Нам, пожалуй, нечего к этому добавить.

«Слово» появилось за три с половиной десятилетия перед битвой на Калке и за полвека до главной сокрушающей волны Батыева нашествия. Рухнула в дыму и пламени блестящая культура Киевской Руси. Копыта татарских лошадей растоптали ранние всходы образованности и знания. Литература и искусство, которые встали, возможно, на пороге восточноевропейского Ренессанса, были прерваны в своем развитии. Археологи обнаружили пустые слои земли при раскопках Киева XIV–XV веков. Почти два века никто не селился на месте уничтоженного города. Покрылись травой руины княжеских дворцов, заросли бурьяном остатки крепостных стен, ушли под землю мостовые рынков и площадей. Судьба Киева символична — новый город стали строить на старом месте, но он уже был другим и мало чем напоминал прежний.

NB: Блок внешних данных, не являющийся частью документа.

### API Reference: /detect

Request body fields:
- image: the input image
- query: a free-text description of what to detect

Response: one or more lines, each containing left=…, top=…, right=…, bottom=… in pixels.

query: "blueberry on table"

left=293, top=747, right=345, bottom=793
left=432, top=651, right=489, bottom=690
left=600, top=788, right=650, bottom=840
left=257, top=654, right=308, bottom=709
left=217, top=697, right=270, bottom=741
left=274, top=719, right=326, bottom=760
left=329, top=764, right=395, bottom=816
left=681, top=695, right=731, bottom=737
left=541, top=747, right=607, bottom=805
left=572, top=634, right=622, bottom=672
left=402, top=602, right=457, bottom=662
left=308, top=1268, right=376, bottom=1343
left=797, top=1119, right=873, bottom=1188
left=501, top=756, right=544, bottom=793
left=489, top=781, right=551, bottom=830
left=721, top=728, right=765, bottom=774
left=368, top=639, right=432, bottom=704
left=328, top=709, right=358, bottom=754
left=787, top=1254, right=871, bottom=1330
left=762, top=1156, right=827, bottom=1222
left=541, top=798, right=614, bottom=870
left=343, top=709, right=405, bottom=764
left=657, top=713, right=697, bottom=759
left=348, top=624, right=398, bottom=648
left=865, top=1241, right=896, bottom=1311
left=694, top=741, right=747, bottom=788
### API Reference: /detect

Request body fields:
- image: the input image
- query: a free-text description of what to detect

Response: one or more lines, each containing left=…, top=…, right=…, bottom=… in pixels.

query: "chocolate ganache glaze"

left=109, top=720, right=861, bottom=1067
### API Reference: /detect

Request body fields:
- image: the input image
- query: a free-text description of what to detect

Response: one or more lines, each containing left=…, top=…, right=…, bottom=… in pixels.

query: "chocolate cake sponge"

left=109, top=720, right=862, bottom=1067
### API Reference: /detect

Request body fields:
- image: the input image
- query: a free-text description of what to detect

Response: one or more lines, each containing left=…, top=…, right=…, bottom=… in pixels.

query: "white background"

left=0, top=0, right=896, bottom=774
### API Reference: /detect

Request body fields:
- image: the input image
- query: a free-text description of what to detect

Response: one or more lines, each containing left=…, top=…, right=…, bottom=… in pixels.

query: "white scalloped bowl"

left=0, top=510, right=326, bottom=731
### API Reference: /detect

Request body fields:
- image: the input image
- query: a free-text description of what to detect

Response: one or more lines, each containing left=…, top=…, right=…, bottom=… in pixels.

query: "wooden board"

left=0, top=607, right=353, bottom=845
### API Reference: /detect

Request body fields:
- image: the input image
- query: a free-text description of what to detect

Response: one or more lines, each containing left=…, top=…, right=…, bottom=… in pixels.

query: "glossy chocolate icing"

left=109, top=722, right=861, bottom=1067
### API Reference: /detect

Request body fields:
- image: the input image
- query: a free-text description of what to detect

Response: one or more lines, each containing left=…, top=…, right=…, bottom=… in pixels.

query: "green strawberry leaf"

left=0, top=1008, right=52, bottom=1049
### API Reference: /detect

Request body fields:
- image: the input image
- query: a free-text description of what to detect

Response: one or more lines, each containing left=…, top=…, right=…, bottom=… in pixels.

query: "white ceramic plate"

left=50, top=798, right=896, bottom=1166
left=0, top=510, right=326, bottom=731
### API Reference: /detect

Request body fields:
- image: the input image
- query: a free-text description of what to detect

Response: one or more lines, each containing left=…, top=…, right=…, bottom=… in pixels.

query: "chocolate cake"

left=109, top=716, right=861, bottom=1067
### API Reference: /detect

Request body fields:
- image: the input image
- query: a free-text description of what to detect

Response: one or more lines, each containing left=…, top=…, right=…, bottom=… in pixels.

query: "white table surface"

Так произошло и с русской государственностью и культурой. Ведь конец Киевской Руси знаменовал крушение не только «империи Рюриковичей», но и цельного существования древнерусской нации и культуры. С конца XV века мы уже имеем дело с тремя различными национальными организмами: русским, украинским, белорусским. Они близки между собой, их соединяет кровная и духовная связь, но развиваются они уже по-разному и пути их особые. И все же, несмотря на особость, они будут тяготеть друг к другу, пока не воссоединятся в одном государстве. Память об общем начале, о юном и зеленом древе киевской государственности будет равно дорога им и доживет до нашего времени.

Почему и зачем написана эта глава?

Два с половиной столетия разделяют буквы на глиняной корчаге из Гнездниковского городища и цветную словесную вязь «Слова о полку Игореве». Мы увидели, как зацвело, расцвело и заплодоносило в этот короткий срок живое чудо русской письменности. Ведь исторически такой срок — а мы ведем его буквально от нуля — впрямь предельно краток. И вот в ограниченное время создана сильная, щедрая, разветвленная литература. Появились читатели и ценители ее, круг их ширился и вбирал в свою черту все слои общества. Рождались новые жанры, которые должны были удовлетворить вкусы и потребности разнородной читательской среды. С первых своих шагов литература включилась в политическую и идейную борьбу, прочно связала себя с интересами общества и государства. Литература в отличие от фольклора немыслима без индивидуального творчества, она хранит и запечатлевает почерки своих создателей. Первые русские писатели Илларион и Нестор, Кирилл Туровский и Даниил Заточник, наконец, великий автор «Слова» — это ярко выраженные дарования, которые невозможно смешать между собой.

На примере другой страны, другого народа, другого языка тоже можно было бы показать, как письменность, назначенная для узкопрактических целей («гороухша»), постепенно стала служить духовно-интеллектуальным нуждам («Слово о полку Игореве»). Но, не говоря о том, что добра от добра не ищут и наш пример ближе и доступнее, редко происходит в истории такое стремительное становление литературы, как в Древней Руси. Кроме того, мы можем наблюдать это становление в четко очерченных рамках сжатого исторического периода, что представляет неоспоримые преимущества наглядности.

Письменность знаменовала крупнейший переворот в духовной жизни человечества. Одним из великих следствий этого переворота явилось возникновение литературы. К рассмотрению ее особенностей мы перейдем в следующей главе.